個人的には最近、自社仏閣巡りにはまっていることから本書もタイトルに惹かれて手にとりました。

さて、そんな本書は日本の近代文学を代表する1人として、尾崎紅葉とともに『紅露時代』と呼ばれる時代を築いたことでも知られる著者の代表作の一つで、谷中感応寺に五重塔があらたに建立されることを知った、技量はあるも不器用な性格から“のっそり"とあだ名で呼ばれている大工の十兵衛が【なんとかその仕事をやり遂げたい】との熱望から、本来なら大工親方の源太が請け負う話になっていたにも関わらず、感応寺の上人に【自分に建てさせてくれるように】とお願いしにいくのですが。

まず、現在の言文一致体ではなくあくまで『文語体、古文のような文書』に最初は読みづらさを感じて戸惑うのですが。樋口一葉の『たけくらべ』同様、【声に出してみるように読んでいく】と、驚くほどリズミカルで心地よく、最後まですらすらと読み進めることが出来ました。

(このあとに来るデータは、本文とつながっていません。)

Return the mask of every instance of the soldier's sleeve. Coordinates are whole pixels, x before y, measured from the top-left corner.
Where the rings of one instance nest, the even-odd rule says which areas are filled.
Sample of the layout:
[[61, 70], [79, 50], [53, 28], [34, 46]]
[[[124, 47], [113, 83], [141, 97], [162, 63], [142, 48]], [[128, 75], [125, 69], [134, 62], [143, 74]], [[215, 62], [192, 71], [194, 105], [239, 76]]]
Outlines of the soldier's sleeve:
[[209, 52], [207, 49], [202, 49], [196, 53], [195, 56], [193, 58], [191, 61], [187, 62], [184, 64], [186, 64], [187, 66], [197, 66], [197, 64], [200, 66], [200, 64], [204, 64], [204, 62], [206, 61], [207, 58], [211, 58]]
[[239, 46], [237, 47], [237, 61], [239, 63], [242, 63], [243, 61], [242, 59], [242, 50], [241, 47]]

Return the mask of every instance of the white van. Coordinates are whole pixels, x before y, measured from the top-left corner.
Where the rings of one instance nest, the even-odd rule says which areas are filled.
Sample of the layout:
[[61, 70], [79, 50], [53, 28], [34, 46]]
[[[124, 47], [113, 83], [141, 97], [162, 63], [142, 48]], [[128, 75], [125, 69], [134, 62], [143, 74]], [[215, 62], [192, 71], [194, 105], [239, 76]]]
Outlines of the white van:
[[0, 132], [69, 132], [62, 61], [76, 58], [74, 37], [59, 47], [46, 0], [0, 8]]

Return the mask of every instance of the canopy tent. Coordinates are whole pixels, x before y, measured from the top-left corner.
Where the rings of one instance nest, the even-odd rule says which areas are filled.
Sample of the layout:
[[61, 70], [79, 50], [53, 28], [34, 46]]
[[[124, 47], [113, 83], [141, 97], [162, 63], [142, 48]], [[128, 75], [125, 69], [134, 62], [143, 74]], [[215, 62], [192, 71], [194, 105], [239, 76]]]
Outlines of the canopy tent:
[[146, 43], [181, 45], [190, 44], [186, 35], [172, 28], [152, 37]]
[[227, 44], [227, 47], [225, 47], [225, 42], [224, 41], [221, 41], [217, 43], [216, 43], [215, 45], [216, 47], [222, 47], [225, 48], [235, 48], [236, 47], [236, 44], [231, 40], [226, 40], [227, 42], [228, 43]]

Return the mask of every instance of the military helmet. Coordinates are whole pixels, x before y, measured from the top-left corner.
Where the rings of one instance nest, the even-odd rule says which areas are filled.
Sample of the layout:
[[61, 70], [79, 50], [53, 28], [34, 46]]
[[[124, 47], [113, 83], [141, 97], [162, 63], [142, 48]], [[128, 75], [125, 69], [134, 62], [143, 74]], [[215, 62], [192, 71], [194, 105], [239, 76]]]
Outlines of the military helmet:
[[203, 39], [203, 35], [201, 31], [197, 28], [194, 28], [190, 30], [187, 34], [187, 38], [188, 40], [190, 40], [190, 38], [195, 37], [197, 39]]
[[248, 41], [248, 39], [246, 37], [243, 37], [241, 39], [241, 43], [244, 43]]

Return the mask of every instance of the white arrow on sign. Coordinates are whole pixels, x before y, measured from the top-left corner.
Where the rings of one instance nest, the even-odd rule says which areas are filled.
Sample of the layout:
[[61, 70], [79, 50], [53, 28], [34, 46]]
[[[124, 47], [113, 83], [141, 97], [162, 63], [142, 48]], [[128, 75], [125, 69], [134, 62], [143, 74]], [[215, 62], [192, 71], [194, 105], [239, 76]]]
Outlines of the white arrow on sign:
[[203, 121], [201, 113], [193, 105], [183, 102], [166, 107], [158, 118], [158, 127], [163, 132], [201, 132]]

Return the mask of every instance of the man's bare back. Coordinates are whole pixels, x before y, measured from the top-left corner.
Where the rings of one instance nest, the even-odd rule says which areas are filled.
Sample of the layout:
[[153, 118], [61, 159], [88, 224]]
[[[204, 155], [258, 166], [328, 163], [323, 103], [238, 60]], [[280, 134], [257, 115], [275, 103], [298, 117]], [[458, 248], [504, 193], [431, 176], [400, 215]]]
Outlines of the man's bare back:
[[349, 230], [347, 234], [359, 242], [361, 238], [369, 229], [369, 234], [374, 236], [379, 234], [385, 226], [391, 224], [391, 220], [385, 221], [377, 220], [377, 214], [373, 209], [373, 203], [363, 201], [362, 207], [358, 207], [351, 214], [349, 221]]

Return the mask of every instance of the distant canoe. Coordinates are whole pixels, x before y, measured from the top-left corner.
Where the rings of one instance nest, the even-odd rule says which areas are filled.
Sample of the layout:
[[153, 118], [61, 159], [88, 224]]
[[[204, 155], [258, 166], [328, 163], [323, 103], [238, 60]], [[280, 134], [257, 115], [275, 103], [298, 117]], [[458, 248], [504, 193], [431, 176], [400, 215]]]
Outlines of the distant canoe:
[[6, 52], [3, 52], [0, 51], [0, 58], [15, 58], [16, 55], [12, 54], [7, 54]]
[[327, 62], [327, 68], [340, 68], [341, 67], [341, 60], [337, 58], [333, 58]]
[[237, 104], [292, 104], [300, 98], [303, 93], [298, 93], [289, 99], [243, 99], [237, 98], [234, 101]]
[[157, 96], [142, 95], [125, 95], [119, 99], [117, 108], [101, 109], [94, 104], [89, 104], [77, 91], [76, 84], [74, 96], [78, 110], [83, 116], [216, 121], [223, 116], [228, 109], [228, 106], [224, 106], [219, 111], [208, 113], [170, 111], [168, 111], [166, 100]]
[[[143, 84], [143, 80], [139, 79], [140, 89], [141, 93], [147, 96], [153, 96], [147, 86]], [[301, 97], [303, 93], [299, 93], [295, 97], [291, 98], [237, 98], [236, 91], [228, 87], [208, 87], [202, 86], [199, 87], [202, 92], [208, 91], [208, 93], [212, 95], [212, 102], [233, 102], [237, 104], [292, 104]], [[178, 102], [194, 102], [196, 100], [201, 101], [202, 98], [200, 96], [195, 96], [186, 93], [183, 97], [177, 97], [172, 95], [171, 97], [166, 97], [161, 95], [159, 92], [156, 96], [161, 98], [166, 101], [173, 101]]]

また本書の主人公はあくまで"のっそり"十兵衛なんですが。熱意のあまり周りを顧みないエゴイズムぶりが目立つ十兵衛と違って、ライバル役となる源太が【最初から最後まで】男気溢れる好人物なのも新鮮でした。

日本文学古典傑作として、また安藤忠雄の進路にも影響を与えた一冊としてもオススメ。